A healthy dose of skepticism is important when using the Internet for other purposes as well. Shopping online, whether for lawn furniture or clopidogrel, leads down a seemingly unending road of options. But are they all legitimate? And, even if they are legitimate, is there effective recourse if something goes awry after the purchase? At one point, I ordered clopidogrel from an online pharmacy. Its ratings, credentials, customer reviews, and my initial experience were positive. Then, for a reorder, I decided to get the generic rather than the brand. It arrived and I immediately had a problem. I’m deathly allergic to aspirin and this, for all the money in the world, appeared to be pink aspirin. As soon as I opened the bottle, my lungs reacted. I called the online pharmacy and was put in touch with the head pharmacist. He was helpful and not defensive, as I’d anticipated. He thought maybe the clopidogrel was manufactured on equipment that also made aspirin, and this contamination had caused the problem. I didn’t think so, and mailed him the pills. He sent a replacement order of brand clopidogrel. In our next call, he agreed with my impression! Whether intentional or not, the manufacturer had distributed pink aspirin.

I’ll never know for sure if the problem was corrected at the drug manufacturer’s plant, halfway around the world. But I was encouraged that people in three different countries came together and attempted to solve a serious problem.

The Internet’s ability to bring together kindred spirits and like minds is a communication tool I’ll never take for granted. With all of our voices “out there,” it seems almost a miracle when a true connection happens that results in an answer for someone who has gone decades without one.

Recently, I spoke with a woman on the other side of America who had lived as a SCAD survivor for 23 years without knowing that anyone else with this diagnosis existed.

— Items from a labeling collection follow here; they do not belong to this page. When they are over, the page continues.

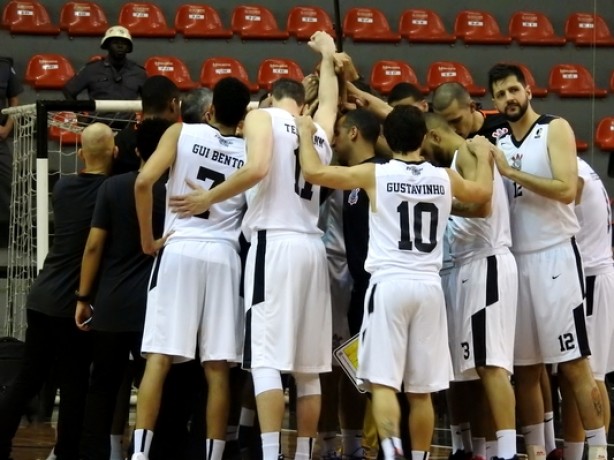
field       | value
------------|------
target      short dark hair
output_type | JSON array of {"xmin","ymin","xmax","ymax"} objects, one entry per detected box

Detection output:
[
  {"xmin": 388, "ymin": 81, "xmax": 424, "ymax": 105},
  {"xmin": 433, "ymin": 81, "xmax": 471, "ymax": 112},
  {"xmin": 212, "ymin": 77, "xmax": 250, "ymax": 126},
  {"xmin": 271, "ymin": 78, "xmax": 305, "ymax": 105},
  {"xmin": 341, "ymin": 108, "xmax": 381, "ymax": 145},
  {"xmin": 384, "ymin": 105, "xmax": 426, "ymax": 153},
  {"xmin": 141, "ymin": 75, "xmax": 180, "ymax": 115},
  {"xmin": 181, "ymin": 88, "xmax": 213, "ymax": 123},
  {"xmin": 136, "ymin": 118, "xmax": 173, "ymax": 161},
  {"xmin": 488, "ymin": 62, "xmax": 527, "ymax": 94}
]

Thankfully, her new internist wanted to give her hope and found me on the Internet. Our long, warm phone chat is what brought to mind that ground-up penicillin in honey my mother gave me so long ago, and the value of proper tools. Without the technology of today, I would have never met this amazing soul and heard story of resilience. She has lived with SCAD, heart failure, heart transplant, lung cancer (from anti-rejection meds) – but worst of all, abandonment when her trials were too much for others to bear.

Now she has a new family to help carry her burden, thanks to a Google search, a message and a phone call.